The project goal is to evaluate whether the transport of methane, and the specific mechanism by which it is transported, are the primary controls on the development of persistent, massive hydrate accumulations in sediments below the seabed. The dissolved methane flux and time required to develop the accumulations observed at Walker Ridge Block 313 (WR313) in the northern Gulf of Mexico by long-distance updip migration or by short-distance local migration will be studied and defined within the scope of this research. Researchers will also determine whether there is enough methane in the dissolved phase in the fine-grained sediments to form the observed hydrate deposits or whether a gas phase is present and, if so, what the conditions are for three-phase equilibrium.
University of Texas at Austin, Austin, TX 78713-7726
Ohio State University, Columbus, OH 43210
Lamont-Doherty Earth Observatory (Columbia University), Palisades, NY 10964
Massive hydrate deposits, defined as thick (>5 feet) accumulations of high hydrate saturation (>50 percent), have been encountered in many regions worldwide. This project will focus specifically on accumulations found at WR313 during the Gulf of Mexico Gas Hydrate Joint Industry Project Leg 2. Hydrates may be thought of broadly within a petroleum systems framework, requiring a methane source, migration mechanisms, a reservoir, and an appropriate seal. Hydrate reservoirs and seals are defined by thermodynamics rather than buoyancy as in the case of conventional oil and gas. Hydrates form most easily within coarse-grained sediments within the methane hydrate stability zone, the depth interval at which pressure and temperature favor hydrate as the stable phase. Methane sources may include microbial activity as well as thermogenic sources. The focus will be on migration mechanisms in marine hydrate reservoirs as they represent some of the least understood processes in hydrate systems, but at the same time represent a crucial link between methane generation sites and hydrate reservoirs.

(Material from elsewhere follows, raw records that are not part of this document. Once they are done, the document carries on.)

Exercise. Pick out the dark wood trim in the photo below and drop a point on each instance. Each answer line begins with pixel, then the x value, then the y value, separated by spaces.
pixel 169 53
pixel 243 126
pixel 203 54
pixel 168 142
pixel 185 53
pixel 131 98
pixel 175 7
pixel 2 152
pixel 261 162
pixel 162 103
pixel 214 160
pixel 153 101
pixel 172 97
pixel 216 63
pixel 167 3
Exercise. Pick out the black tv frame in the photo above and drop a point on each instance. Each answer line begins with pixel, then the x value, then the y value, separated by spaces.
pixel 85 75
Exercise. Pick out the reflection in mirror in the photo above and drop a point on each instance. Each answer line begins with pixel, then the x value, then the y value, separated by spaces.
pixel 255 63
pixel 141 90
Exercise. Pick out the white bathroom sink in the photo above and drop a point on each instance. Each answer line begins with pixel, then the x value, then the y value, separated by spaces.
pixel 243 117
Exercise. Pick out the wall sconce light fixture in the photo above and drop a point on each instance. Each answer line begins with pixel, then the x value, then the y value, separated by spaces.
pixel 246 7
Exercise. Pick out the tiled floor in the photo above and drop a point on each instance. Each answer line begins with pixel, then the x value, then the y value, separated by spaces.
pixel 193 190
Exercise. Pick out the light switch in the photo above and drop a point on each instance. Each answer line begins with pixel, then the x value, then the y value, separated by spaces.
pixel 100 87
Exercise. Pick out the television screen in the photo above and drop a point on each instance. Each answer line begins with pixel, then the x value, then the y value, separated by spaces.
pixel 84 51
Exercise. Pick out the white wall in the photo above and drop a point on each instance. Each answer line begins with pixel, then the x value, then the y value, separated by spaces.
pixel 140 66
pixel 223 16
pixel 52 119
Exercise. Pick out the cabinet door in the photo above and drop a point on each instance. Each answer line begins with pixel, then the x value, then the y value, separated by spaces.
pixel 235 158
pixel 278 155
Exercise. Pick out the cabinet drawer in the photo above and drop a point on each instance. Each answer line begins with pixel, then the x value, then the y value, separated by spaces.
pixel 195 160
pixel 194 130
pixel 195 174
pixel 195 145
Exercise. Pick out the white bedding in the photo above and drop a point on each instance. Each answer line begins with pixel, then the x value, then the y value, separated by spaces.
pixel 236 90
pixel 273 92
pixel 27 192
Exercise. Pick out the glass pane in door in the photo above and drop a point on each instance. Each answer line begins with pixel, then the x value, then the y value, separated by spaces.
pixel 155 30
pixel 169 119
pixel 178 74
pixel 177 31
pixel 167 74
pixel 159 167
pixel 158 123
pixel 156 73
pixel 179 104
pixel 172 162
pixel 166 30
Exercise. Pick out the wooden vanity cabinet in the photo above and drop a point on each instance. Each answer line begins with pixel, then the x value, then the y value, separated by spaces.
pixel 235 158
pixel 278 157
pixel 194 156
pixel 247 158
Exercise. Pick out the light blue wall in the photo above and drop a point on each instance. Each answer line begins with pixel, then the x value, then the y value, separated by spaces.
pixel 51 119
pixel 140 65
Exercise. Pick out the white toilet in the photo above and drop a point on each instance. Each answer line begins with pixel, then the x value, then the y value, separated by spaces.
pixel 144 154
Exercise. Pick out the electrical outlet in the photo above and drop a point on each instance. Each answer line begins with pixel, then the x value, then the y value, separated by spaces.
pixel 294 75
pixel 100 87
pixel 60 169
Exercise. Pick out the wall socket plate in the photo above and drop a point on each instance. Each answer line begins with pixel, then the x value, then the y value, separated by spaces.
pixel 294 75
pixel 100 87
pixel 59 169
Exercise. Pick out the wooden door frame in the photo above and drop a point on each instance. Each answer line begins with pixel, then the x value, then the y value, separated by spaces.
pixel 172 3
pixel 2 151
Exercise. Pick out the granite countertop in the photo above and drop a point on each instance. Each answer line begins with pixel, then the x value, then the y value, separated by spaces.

Successful completion of this project will provide valuable insight into conditions necessary for the development of massive gas hydrate accumulations and the role of free gas in their persistence. This, in turn, will advance understanding of the transport and fate of methane in the subsurface, carbon cycling associated with hydrates, and the role of a free gas phase in the formation and persistence of hydrate deposits.
An existing reservoir simulator has been altered to include methanogenesis, sedimentation, salinity, and pore size effects on hydrate stability. The modified simulator has been successfully benchmarked against published 1-D and 2-D simulations and found to be consistent within 1% in time and hydrate saturation given the same input parameters. A series of 2-D simulations were conducted in a dipping sand layer at WR313 to investigate the conditions that led to the development of the shallow, hydrate saturated sand layers at WR313. Preliminary 2-D model results suggested that microbial methanogenesis may be necessary to form the observed hydrate accumulations in the shallow sands at WR313; however, long range methane migration might be necessary to form hydrate saturations in the deeper sand layers. Metabolizable organic content was found to be an important parameter in determining hydrate saturations associated with microbial methanogenesis. Additional simulations will be conducted using realistic sediment properties (such as metabolizable organic content) calculated from the 1-D reactive transport model discussed below.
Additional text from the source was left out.